I did computational cognitive neuroscience research from getting my PhD in 2006 until the end of 2022. I’ve worked on computational theories of vision, executive function, episodic memory, and decision-making, using neural network models of brain function. I’ve focused on the emergent interactions that are needed to explain complex thought. Here’s a list of my publications.
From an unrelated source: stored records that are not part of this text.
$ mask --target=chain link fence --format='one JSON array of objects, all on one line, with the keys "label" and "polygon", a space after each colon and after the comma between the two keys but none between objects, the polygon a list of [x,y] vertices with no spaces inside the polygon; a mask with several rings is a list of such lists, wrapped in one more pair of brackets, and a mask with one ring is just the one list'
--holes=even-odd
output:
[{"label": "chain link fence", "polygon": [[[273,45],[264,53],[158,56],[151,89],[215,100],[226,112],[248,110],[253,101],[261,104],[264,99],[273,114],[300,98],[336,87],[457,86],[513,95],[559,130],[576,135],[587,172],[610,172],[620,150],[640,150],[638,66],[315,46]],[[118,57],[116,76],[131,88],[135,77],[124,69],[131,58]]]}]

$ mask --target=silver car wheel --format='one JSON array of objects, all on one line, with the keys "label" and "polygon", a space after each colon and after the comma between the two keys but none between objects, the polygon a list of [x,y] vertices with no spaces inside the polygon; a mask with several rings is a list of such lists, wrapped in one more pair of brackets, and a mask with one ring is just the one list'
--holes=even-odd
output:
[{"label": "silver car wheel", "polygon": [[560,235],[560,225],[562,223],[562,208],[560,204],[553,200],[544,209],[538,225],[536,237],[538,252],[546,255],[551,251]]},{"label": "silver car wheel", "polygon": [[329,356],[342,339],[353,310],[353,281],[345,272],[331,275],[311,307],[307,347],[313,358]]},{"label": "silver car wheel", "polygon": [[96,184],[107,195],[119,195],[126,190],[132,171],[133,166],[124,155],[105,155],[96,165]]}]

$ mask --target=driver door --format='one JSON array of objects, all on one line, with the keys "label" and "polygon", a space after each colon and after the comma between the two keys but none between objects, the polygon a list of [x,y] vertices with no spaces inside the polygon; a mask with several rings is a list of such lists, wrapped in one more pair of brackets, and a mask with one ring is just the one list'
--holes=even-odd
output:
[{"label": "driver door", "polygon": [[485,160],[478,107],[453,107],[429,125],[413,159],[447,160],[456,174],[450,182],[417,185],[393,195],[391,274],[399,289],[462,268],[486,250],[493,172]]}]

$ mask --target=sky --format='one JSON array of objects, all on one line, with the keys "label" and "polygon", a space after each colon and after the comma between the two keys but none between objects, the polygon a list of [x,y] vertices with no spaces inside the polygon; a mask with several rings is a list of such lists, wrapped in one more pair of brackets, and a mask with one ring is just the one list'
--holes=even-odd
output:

I was increasingly concerned with AGI applications of the research, and reluctant to publish my best theories. I’m incredibly excited to now be working directly on alignment, currently as a research fellow at the Astera Institute. My primary email is seth dot herd at gee mail dot com.

More on approach

I think that the field of AGI alignment is “pre-paradigmatic:” we don’t know what we’re doing yet. We don’t have anything like a consensus on what problems need to be solved, or how to solve them. So I spend a lot of my time thinking about this, in relation to specific problems and approaches. Solving the wrong problems seems like a waste of time we can’t afford.

When LLMs suddenly started looking intelligent and useful, I noted that applying cognitive neuroscience ideas to them might well enable them to reach AGI and soon ASI levels. Current LLMs are like humans with zero episodic memory and very little executive function for planning and goal-directed self-control. Adding those capabilities and others might expand LLMs into working cognitive architectures with human-plus abilities in all relevant areas. My work since then has convinced me that we could probably also align such AGI/​ASI to keep following human instructions, by putting such a goal at the center of their decision-making process and therefore their “psychology”, and then using the aligned proto-AGI as a collaborator in keeping it aligned as it grows smarter.

I increasingly suspect we should be actively working to build such intelligences. It seems like our our best hope of survival, since I don’t see how we can convince the whole world to pause AGI efforts, and other routes to AGI seem much harder to align since they won’t “think” in English. Thus far, I haven’t been able to engage enough careful critique of my ideas to know if this is wishful thinking, so I haven’t embarked on actually helping develop language model cognitive architectures.